Juk is Korean savory rice porridge, and it comes in many forms. The grains of rice can be fully ground, partially ground, or left whole, for a range of potential textures. Add-ins can be anything from chicken or beef to abalone, jujubes, nuts, pumpkin, and more. Its generally mild flavor and soft texture make it the kind of comfort food that’s ideal for feeding the sick, the elderly, and babies, but it’s definitely not limited to those groups—anyone can enjoy a warming bowl of juk at any time.
This recipe is for a classic dak (chicken) juk, and while it’s a fundamentally simple preparation, there are a few key details that ensure great results. Firstly, you’ll want to mince the vegetables (in this case, that’s carrot, onion, and zucchini) as finely as possible—ideally to a size comparable to the grains of rice themselves, allowing a seamless textural interplay of vegetables and rice. Cut larger, and the vegetables in this particular recipe seem clunky and awkward.*
*Do note that our recipe times do not include prepping the ingredient list, so if your knife skills aren’t great, you should allot extra time for all that fine chopping.
Also critically important is the quality of the broth you use. Yes, you can make a quick juk with store-bought stock and some bits of leftover cooked chicken, but you’ll get far better flavor if you make your own. This is a dish of few ingredients, after all, so the ones you use really show through. It’s not too much trouble—just simmer a whole chicken in a pot with water and aromatics—but it does take some time, since you need to make the broth first (though that time coincides with the soaking time for the rice, so you’re not really speeding up the process if you skip making the broth from scratch).

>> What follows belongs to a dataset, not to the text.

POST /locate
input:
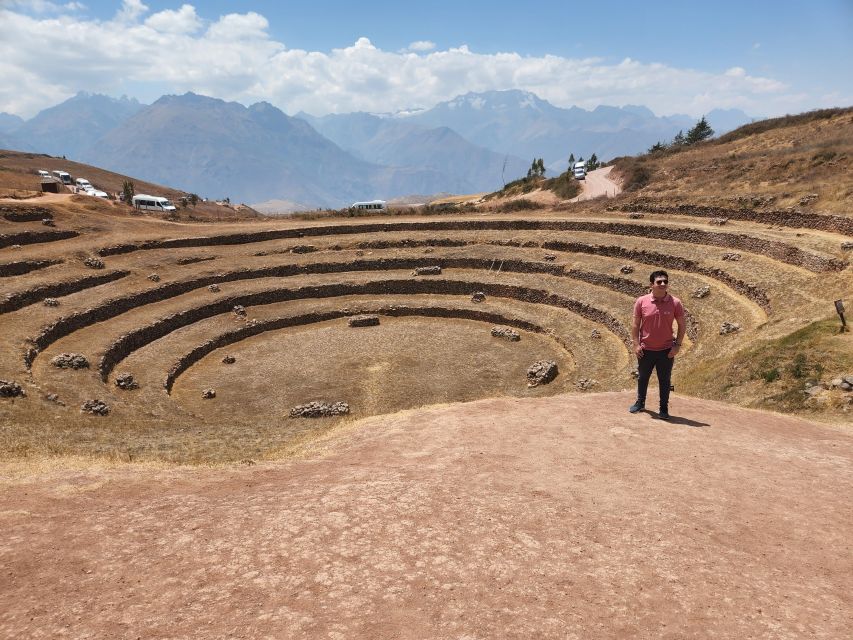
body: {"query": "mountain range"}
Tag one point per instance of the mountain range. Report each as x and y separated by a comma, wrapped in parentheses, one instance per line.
(254, 154)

Finally, it’s crucial that you sauté the rice in oil before adding the broth. This develops the rice’s flavor, just as it does in an Italian risotto. Furthermore, Serious Eats recipe contributor and Korean-cooking expert Seoyoung Jung says that toasting the rice also helps ensure the grains remain whole even as they meld into the porridge, a texture that she describes as “still alive,” and one that’s important to a well-made juk of this style.